The defendant specified numerous errors as grounds for his motion for judgment notwithstanding or for a new trial. He grounds this appeal on the same errors. While numerous specifications are set out, they point to one or the other of two propositions on which the defendant relies for a reversal: First, that the complaint does not state facts sufficient to constitute a cause of action and, second, that the contracts between the defendant and Asplund and Olson were unilateral contracts and options only, and that plaintiff and his assignor never brought themselves within the terms thereof and so no causes of action ever arose thereunder.

It seems to us that there can be no question but that the complaint states facts sufficient to constitute causes of action on the several contracts. It sets forth the assurances or offers of the defendant; that the parties in reliance upon such offers and because thereof bought the stock; that they became dissatisfied with the stock and demanded of the defendant that he take it over pursuant to the offers; that this demand was refused; that the stock was and is worthless; and the damage to the parties by reason of the refusal. The defendant contends that *489 neither acceptance of nor compliance with the terms of the contracts are alleged in the complaint. We cannot agree to this. The complaint was attacked by objection to the introduction of evidence after an answer had been interposed. It must be construed as favorably to the plaintiff as possible. It sufficiently sets forth an acceptance of and compliance with the terms of the alleged contracts.

Next, the defendant contends that the contracts were unilateral and in fact merely options; that under the terms thereof it became and was necessary for Asplund and Olson to give notice to and make demands upon the defendant to purchase the stock on May 1st; that time was of the essence of the contracts and that demand on the first of June or later was not sufficient compliance with such contracts. On the other hand, the plaintiff insists that time was not of the essence of the contracts; that the contracts are ambiguous and that testimony is admissible to show all the facts and circumstances in connection with their making as an aid in construing the contracts; that demand on Danielson to repurchase was timely if made within a reasonable time after May 1st.

The statute, § 5918, Comp.
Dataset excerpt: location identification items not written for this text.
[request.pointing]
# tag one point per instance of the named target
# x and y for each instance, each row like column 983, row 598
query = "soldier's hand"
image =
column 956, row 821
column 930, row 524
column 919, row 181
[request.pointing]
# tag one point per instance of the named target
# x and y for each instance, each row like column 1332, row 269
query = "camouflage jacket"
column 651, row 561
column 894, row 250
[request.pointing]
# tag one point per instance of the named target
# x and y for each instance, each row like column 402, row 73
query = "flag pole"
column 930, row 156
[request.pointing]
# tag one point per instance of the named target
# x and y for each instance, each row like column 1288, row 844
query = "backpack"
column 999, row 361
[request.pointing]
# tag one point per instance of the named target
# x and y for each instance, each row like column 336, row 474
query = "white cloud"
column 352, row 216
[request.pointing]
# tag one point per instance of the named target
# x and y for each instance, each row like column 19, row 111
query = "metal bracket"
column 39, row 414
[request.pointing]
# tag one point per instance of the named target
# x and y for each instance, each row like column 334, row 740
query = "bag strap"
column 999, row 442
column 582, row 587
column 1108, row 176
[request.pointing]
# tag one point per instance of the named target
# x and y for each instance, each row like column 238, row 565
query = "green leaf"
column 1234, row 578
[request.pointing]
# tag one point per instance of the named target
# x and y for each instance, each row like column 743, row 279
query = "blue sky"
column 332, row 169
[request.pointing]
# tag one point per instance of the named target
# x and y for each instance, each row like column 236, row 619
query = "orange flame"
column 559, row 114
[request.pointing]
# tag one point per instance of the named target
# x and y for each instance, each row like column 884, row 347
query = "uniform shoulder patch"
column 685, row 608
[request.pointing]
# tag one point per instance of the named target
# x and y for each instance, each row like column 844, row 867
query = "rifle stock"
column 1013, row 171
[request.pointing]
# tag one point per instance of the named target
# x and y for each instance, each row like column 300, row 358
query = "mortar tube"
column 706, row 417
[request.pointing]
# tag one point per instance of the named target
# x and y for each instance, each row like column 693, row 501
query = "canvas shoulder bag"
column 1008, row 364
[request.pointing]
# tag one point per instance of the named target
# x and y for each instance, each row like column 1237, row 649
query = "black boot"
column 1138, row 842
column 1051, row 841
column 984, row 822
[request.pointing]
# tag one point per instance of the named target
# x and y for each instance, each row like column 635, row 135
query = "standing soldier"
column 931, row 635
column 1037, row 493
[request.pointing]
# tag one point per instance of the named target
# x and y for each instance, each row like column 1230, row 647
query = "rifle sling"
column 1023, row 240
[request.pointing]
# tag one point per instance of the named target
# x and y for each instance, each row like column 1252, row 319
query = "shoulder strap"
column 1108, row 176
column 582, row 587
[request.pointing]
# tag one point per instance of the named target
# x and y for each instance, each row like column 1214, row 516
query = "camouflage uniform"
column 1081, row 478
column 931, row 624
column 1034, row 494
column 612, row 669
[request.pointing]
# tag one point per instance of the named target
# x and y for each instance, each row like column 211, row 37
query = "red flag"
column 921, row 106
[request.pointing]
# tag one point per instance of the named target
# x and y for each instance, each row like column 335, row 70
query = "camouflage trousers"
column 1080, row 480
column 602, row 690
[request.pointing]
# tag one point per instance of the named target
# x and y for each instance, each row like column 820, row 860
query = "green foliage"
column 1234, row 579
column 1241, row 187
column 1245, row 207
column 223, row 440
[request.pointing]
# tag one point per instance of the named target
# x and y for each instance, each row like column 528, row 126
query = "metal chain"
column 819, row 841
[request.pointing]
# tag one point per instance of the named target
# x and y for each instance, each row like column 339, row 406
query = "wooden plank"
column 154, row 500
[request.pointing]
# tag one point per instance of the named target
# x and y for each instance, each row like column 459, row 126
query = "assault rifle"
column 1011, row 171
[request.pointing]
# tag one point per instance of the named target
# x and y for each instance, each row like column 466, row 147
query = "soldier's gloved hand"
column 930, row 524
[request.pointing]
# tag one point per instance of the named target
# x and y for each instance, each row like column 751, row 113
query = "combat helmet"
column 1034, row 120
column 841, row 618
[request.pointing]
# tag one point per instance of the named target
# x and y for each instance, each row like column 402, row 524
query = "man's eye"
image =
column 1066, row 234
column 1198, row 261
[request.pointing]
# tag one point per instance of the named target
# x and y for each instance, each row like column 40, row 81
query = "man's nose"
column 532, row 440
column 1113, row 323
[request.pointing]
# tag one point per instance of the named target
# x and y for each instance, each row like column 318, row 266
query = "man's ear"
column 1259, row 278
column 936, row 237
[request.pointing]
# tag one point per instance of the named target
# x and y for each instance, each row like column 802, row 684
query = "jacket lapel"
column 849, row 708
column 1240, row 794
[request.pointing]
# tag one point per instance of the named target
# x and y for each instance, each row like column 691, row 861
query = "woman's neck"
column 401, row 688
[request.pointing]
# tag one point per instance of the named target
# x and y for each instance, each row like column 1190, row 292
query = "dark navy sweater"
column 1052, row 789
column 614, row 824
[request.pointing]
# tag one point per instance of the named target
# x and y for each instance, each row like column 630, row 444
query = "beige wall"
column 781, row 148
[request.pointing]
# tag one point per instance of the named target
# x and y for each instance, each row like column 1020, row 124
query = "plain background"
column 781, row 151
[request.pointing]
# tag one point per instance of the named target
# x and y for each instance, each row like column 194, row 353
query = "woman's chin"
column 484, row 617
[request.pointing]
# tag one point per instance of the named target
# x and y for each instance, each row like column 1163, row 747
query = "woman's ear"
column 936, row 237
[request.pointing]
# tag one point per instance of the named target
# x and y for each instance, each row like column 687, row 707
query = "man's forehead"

Laws 1913, provides: "Time is never considered as of the essence of a contract unless by its terms expressly so provided." But it is not necessary that this provision shall be declared in so many words. It is sufficient if it appears that it was the intention of the parties thereto that time should be of the essence of the contract. See Sunshine Cloak Suit Co. v. Roquette Bros. 30 N.D. 143, L.R.A. 1916E, 932, 152 N.W. 359. In the instant case the writing given by Danielson to Asplund specified May 1st as the time when Danielson would take the stock. Danielson could not compel the plaintiff to turn the stock over to him. He had no option in the matter. The option was with the plaintiff whether he would require the defendant to take it. The writing limited the time within which the option must be exercised. But it might have been exercised at any moment within the time. So we think it clear that time was of the essence of the contract. Asplund made no choice prior to the time specified so the option expired. When plaintiff demanded that Danielson take the stock on June 1st it was too late and no cause action arose in plaintiff's favor. He cannot recover on account of breach of his contract. Williston, Contr. § 853, and cases cited. See also *490 § 5779, Comp. Laws 1913, providing: "If the party having the right of selection between alternative acts does not give notice of his selection to the other party within the time, if any, fixed by the obligation for that purpose or, if none is so fixed, before the time at which the obligation ought to be performed, the right of selection passes to the other party."

Plaintiff, however, insists that in this case the writing is ambiguous and that testimony is admissible to show all the facts and circumstances prior to its making to ascertain the meaning that should be given to it. It may be that the writing is ambiguous in certain respects but it is not ambiguous with reference to the time in which Asplund was required to make his choice. The writing speaks for itself as to this and we must accept the intention of the parties as thereby expressed. Harney v. Wirtz, 30 N.D. 292, 152 N.W. 803.

With respect to the Olson claim against the defendant, however, a different situation exists. There the assurance was oral. The testimony of the plaintiff's witnesses is that the agreement was to take the stock at any time after May 1st. While this is denied by the defendant his testimony as to what was said to the contrary is uncertain and indefinite. In the conversation something was said about the Asplund contract, but they did not have this contract there and Olson never saw it. The trial court found in accordance with the plaintiff's contention. We think that this finding is sustained by the evidence and we are not inclined to disturb it. Olson notified Danielson of his dissatisfaction with the stock and some time early in the fall demanded that he repurchase it. We think that this was not so long after May 1st as to amount to an unreasonable delay and that Danielson was bound to take the stock or answer in damages for his refusal to do so. He refused to carry out his contract and so a cause of action arose in Olson's favor. The plaintiff as Olson's assignee is entitled to recover therefor. The judgment must therefore be affirmed as to the recovery on the Olson contract, otherwise it is reversed, plaintiff to have his costs.